The Department of Health and Human Services announced that the cut in physicians' pay will be 29.5 percent on January 1, 2012, unless Congress makes a fix. The current cost of a permanent fix is $330 billion over 10 years according to the Congressional Budget Office.
On the very same day that news of the 29.5 percent cut was announced, the Academy joined 130 state and medical specialty societies in sending a letter to the House and Senate asking for a fix and pledging to lead efforts in "developing and pilot testing payment and delivery reforms that can provide a foundation" to replace the flawed formula.
I had the pleasure of meeting with House Minority Whip Steny Hoyer (D-MD) for the first time since Republicans took control of the House. Meeting with Hoyer is always a treat as he is one of the most politically savvy politicos in America.
With a grin on his face, he described his new position as a "minority stockholder after a hostile takeover" after losing the majority held by Democrats in the house. But he also mentioned that new Speaker Boehner has been gracious and fair and quite good to work with. Hoyer compared the new Congress much more favorably to the situation in 1994 when Republicans also took the House majority.
Hoyer said he has sat down with the Republican leadership and hopes that over the next 12 months they can come to agreements just as President Reagan did with House Speaker Tip O'Neill (D-MA) during the 1986 restructuring of the tax code, when Reagan and O'Neill were literally on the phone with each other as each released their agreement so that neither side could get a leg up on bashing the other for a compromise. Hoyer said he is working to get to the same place.

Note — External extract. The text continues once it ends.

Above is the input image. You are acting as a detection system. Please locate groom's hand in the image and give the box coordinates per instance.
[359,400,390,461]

More than 300 advocates for the National MS Society (NMSS) went to Capitol Hill for their annual advocacy day on March 9. Just as AAN advocates brought the issue of the primary care incentive to the Capitol on March 1, NMSS did the same. For the first time in my 10 years at the Academy, a patient group has taken a neurology physician issue right up to Congress.

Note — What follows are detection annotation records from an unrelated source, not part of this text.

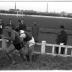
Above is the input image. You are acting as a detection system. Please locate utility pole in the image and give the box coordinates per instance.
[47,2,48,13]
[15,2,16,10]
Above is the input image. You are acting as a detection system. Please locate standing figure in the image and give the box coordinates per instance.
[3,26,25,63]
[56,25,68,54]
[32,22,39,42]
[16,20,27,31]
[20,30,35,62]
[0,19,4,39]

Before they went to the Hill, I had the pleasure of joining AAN GRC and BrainPAC Executive Committee member Lily Jung Henson, MD, FAAN, in addressing the group on the specifics. We were also joined by MS advocate and patient Rob Engel as we discussed the interaction between MS patients, neurologists, and efforts to encourage Congress to recognize the needs of cognitive care physicians.
And it is working!
Dr. Jung Henson sent me a message at the conclusion of her day: "I have to tell you something really cool from today. I was riding the shuttle back from the Capitol and the MS folks from New Jersey and Oregon told me that all eight congressional offices they went to today, when they brought up the primary care bonus, they were told that "oh yeah the neurologists were here last week." All eight! We made a real impact!"
Picture of Lily Jung Henson, MD, FAAN, (second from the left) with US Senator Maria Cantwell (D-WA) (middle) and other NMSS advocates including AAN member Eugene May, MD, (right).
I can't thank enough Dr. Jung Henson and every Academy member working to raise this and other issues in Congress. Every day, members of Congress and their staffs become more aware of the needs of cognitive specialists like neurologists. Just take a look at the video of Congressman Russ Carnahan (D-MO) and House Majority Leader Eric Cantor (R-VA) as they address Neurology on the Hill. And now with patient advocates making the same case, our argument is becoming even more powerful.